Ricardo wurde in Bolivien geboren, aber wegen seiner Abstammung hat er drei Staatsbürgerschaften und fühlt sich zwei Religionen verpflichtet. Zurückblickend auf sein bisher überaus bewegtes Leben sagt er: "Ich war weder Bolivianer, noch Jude, noch Ungar, noch sonst was. Ich war Kommunist wie mein Vater." Seine Kindheit in den 60er und 70er Jahren steht im Zeichen der großen revolutionären Bewegungen Südamerikas. Mit kindlicher Gläubigkeit verehrt er Che Guevara und Salvador Allende. Als diese scheitern, muss er mit seiner Familie fliehen und landet schließlich im faden Einerlei des ungarischen Realsozialismus. Die ungarischen Genossen entdecken seine vielfältige Begabung und schicken ihn auf die Sowjetische KGB-Akademie. Als Osteuropa 1989 dem Sowjetsystem den Rücken kehrt, meint Ricardo, sei nun endgültig verloren, wofür er bisher gelebt hat. Doch dann wird er von einer spanischen Zeitung mitten in die Wirren des beginnenden Balkankriegs geschickt...

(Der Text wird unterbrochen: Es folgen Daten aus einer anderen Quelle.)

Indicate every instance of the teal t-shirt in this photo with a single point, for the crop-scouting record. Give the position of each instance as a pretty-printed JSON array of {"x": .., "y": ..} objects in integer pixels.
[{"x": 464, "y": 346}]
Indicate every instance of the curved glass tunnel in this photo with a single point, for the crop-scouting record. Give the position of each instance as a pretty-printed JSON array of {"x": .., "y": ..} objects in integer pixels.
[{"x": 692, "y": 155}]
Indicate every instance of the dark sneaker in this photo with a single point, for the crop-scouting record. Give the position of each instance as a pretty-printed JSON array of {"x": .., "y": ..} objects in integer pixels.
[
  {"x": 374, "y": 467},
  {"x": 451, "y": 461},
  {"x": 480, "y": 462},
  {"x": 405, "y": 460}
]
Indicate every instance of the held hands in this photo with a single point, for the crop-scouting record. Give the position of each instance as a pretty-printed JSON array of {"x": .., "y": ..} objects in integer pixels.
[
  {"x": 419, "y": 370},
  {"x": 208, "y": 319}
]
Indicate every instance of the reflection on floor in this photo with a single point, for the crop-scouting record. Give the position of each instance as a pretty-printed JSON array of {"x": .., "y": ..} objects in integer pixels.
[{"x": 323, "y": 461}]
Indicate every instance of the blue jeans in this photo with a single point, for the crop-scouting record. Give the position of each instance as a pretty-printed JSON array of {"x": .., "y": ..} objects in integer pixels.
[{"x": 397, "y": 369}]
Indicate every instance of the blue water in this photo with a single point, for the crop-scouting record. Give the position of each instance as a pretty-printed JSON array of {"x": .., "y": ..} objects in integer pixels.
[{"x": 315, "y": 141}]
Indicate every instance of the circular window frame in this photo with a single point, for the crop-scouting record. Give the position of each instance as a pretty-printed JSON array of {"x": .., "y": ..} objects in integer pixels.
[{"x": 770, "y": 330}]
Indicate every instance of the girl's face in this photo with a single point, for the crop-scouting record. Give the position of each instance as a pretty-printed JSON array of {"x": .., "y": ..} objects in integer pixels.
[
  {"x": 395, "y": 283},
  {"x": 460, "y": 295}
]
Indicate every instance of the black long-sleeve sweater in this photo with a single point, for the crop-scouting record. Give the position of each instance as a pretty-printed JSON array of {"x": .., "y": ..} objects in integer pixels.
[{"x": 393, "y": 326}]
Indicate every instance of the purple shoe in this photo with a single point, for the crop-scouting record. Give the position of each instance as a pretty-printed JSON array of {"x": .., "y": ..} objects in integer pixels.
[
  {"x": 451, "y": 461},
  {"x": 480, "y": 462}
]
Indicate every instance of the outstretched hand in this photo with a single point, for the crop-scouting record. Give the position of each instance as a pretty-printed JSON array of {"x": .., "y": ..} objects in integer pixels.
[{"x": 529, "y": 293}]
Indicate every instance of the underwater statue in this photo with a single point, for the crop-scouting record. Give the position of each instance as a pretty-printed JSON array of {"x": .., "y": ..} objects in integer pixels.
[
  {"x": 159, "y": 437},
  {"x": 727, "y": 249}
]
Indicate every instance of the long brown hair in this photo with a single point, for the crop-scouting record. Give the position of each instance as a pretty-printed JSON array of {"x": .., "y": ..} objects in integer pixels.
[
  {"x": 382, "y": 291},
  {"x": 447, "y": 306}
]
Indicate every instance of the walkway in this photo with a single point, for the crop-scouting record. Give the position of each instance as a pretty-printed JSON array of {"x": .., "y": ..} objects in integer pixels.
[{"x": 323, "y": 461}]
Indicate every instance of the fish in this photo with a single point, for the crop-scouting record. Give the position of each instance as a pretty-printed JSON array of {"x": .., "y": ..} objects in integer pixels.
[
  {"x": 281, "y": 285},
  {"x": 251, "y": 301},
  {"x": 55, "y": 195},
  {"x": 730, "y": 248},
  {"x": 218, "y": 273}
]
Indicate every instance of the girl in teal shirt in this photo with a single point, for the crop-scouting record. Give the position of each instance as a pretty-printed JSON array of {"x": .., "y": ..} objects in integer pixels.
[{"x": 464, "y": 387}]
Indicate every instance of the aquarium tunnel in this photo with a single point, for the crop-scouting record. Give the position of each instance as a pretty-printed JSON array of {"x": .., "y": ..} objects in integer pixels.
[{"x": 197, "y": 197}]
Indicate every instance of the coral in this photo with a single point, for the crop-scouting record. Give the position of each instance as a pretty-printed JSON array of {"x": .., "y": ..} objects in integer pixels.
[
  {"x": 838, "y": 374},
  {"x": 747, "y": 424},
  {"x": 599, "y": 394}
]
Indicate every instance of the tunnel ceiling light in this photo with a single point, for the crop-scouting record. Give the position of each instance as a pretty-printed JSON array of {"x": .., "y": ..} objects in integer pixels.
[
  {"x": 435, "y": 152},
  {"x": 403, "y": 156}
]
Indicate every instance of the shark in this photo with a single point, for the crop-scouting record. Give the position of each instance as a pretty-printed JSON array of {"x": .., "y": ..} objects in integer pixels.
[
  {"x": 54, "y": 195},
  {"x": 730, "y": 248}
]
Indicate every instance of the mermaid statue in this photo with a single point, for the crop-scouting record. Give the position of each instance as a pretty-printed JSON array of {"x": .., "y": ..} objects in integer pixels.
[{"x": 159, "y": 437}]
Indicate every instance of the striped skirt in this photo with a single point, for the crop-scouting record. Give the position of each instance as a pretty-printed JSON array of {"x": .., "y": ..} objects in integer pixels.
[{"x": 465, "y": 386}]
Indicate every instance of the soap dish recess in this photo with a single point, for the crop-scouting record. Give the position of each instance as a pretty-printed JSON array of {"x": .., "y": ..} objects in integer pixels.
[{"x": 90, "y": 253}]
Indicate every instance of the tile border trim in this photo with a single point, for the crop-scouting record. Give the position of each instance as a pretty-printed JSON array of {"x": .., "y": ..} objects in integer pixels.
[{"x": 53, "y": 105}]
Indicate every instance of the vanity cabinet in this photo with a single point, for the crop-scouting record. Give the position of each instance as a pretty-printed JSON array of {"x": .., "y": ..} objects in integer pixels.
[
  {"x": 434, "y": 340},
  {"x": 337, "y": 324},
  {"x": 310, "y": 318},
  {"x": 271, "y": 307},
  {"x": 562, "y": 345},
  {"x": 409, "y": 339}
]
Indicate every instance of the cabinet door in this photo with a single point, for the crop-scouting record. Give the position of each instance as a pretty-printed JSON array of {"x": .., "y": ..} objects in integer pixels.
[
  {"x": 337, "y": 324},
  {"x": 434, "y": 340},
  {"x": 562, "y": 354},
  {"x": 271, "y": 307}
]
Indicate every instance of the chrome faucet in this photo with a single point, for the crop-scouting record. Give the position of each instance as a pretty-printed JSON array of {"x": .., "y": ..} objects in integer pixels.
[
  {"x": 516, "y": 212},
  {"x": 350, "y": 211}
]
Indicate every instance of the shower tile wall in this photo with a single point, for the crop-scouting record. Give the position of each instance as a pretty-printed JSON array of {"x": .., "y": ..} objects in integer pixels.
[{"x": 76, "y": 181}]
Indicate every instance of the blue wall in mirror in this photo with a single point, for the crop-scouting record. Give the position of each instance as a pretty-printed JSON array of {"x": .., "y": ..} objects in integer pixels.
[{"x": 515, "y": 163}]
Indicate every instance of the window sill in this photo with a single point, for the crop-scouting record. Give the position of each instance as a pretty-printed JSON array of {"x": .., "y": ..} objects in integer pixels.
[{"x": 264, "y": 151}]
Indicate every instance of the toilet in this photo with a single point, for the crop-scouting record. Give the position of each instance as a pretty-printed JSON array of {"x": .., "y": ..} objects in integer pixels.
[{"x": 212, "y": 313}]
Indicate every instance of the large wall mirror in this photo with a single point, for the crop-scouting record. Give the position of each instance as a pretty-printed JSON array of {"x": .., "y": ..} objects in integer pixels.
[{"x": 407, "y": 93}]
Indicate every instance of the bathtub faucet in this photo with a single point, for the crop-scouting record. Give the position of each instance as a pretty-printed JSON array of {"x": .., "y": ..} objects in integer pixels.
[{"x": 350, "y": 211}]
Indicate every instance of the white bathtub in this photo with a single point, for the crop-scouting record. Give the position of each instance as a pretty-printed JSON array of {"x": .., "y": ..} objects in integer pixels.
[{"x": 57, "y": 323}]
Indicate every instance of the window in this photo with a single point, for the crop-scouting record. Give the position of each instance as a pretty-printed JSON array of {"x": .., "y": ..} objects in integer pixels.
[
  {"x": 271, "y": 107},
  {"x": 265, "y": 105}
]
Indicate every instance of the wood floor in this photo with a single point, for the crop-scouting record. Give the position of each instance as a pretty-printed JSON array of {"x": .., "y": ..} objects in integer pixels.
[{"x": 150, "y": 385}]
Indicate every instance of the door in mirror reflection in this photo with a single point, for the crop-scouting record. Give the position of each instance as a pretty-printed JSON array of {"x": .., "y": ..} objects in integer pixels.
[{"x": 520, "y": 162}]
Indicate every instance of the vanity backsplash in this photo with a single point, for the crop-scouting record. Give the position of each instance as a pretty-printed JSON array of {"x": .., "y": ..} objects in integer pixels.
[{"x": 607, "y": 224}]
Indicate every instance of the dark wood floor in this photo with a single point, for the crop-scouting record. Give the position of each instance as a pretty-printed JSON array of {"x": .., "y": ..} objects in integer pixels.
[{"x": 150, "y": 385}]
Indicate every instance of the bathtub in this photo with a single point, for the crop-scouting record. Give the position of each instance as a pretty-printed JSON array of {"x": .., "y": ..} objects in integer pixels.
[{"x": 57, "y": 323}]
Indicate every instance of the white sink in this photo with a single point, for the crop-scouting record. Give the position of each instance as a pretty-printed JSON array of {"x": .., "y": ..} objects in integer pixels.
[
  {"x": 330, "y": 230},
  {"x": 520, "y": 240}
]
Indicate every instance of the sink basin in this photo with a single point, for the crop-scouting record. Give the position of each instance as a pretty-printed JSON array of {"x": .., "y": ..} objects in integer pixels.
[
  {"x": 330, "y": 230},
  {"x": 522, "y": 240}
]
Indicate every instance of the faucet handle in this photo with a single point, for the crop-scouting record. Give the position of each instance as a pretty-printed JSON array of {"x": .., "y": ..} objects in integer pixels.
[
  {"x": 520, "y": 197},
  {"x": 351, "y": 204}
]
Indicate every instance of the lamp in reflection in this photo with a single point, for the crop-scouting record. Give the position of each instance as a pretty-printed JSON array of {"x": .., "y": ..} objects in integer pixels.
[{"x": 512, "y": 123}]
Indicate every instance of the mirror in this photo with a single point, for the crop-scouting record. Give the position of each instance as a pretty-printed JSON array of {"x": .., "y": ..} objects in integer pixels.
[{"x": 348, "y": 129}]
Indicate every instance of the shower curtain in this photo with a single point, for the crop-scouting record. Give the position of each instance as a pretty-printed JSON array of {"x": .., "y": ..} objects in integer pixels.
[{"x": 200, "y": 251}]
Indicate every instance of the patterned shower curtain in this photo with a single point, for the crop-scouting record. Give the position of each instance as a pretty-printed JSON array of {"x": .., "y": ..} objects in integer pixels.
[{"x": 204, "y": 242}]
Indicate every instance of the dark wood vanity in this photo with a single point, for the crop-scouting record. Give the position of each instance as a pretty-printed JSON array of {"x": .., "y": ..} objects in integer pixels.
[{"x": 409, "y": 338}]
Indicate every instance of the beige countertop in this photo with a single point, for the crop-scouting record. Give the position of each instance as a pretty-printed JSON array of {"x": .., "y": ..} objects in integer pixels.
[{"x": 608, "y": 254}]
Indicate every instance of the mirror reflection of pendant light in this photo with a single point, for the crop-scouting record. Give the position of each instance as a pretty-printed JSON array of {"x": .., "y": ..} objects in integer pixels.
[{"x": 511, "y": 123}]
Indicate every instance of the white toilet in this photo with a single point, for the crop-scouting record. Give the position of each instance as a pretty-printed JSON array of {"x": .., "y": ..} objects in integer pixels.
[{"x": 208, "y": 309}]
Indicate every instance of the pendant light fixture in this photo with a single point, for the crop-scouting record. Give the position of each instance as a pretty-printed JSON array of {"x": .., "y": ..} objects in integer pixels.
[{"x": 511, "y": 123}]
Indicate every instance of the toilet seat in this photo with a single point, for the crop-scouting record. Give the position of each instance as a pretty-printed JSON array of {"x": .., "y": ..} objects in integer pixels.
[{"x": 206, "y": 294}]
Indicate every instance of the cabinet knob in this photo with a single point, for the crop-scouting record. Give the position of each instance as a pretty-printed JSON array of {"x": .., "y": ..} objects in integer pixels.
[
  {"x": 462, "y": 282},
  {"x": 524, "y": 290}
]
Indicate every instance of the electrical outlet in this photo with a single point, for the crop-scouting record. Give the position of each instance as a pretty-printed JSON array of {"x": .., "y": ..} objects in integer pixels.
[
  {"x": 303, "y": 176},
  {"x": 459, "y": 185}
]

Mit fiktionalen und dokumentarischen Mitteln erzählt der Film die Geschichte einer Geisterfahrt durch die Schlachtfelder des Zeitgeistes von Che Guevaras Niedergang bis Milosevics Überfall auf Vukovar. Die politische Ironie der letzten 30 Jahre, das Ende des Kommunismus und den Aufstieg des Nationalismus: All das zeigt der Film auf komplexe und doch unterhaltende Weise. Die ungarische Autorin und Regisseurin Ibolya Fekete charakterisiert ihren Film selbst so: "Ein ideologischer Abenteuerfilm. In ihm vermischen sich Elemente der Erfindung und der Wirklichkeit. Geschichte und Darsteller sind also mit nichts und niemandem identisch - außer damit, was ich mir vorgestellt habe." "Chico" erhielt im letzten Jahr den Preis für die beste Regie sowie den Preis der ökumenischen Jury beim Filmfestival in Karlsbad sowie bei der Berlinale den Templeton European Film Award. Außerdem wurde er bei der ungarischen Filmschau zum besten ungarischen Film des Jahres 2001 gewählt.